A coalition of food and agricultural haulers is pushing to supersize the weight limit for trucks in the USA.
More than 80 groups have proposed a 15-year trial which would see the maximum GVM upped from 80,000 pounds (36 tonnes) to a figure more in line with Australia, 90,000 pounds (41 tonnes).
“While significant progress has been made in vehicle safety and pavement technology, it has been 35 years since the U.S. updated GVW limits on Federal Interstate Highways,” the coalition said in its proposal to congress.
The group suggested a change in semi-truck trailer combination design to handle the extra weight. Rigs would go from a five-axle, 18-wheel configuration to a six-axle, 22-wheel architecture, stating it would improve shipping efficiency by transporting more product with fewer trucks.
According to one operator, which has 750 trucks in its fleet, the extra payload would save the company US $5.6 billion each year as well be more environmentally friendly and reducing loading dock delays, in turn reducing work-time for drivers.
“[It] will contribute to many improvements and efficiencies for the company.

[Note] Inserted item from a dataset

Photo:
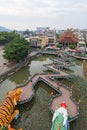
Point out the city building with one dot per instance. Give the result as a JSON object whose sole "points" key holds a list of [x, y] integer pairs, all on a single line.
{"points": [[68, 38]]}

Increased weights will result in fewer gas emissions and less fuel consumed helping Anheuser-Busch move toward our global emission reduction goals,” said James Sembrot, Anheuser-Busch’s senior director of logistics strategy.
However, the coalition is at loggerheads with its own industry with a prominent truckers trade group claiming trucks carrying heftier cargo will put too much wear and tear on an already stressed highway infrastructure.
Director of government affairs at the Western States Trucking Association, Joe Rajkovacz, is for the change, but admits it’s a divisive topic given that a similar proposal in 2015 was rejected.
“There is resentment from those truck operators when their business model is cast by bureaucrats in Washington as being unsafe,” Rajkovacz said.
The Truck Safety Coalition is against the notion and believes infrastructure needs to be improved before weight limits are lifted.
“Pilot programs are not a smart way to go about increasing truck weights because you are putting anyone at risk that’s part of this pilot and once it gets started, it’s almost impossible to ever end it,” said spokesperson John Lannen.
“You have an increasing bad trend in crashes and there really isn’t the data to support increasing truck weights,” he said.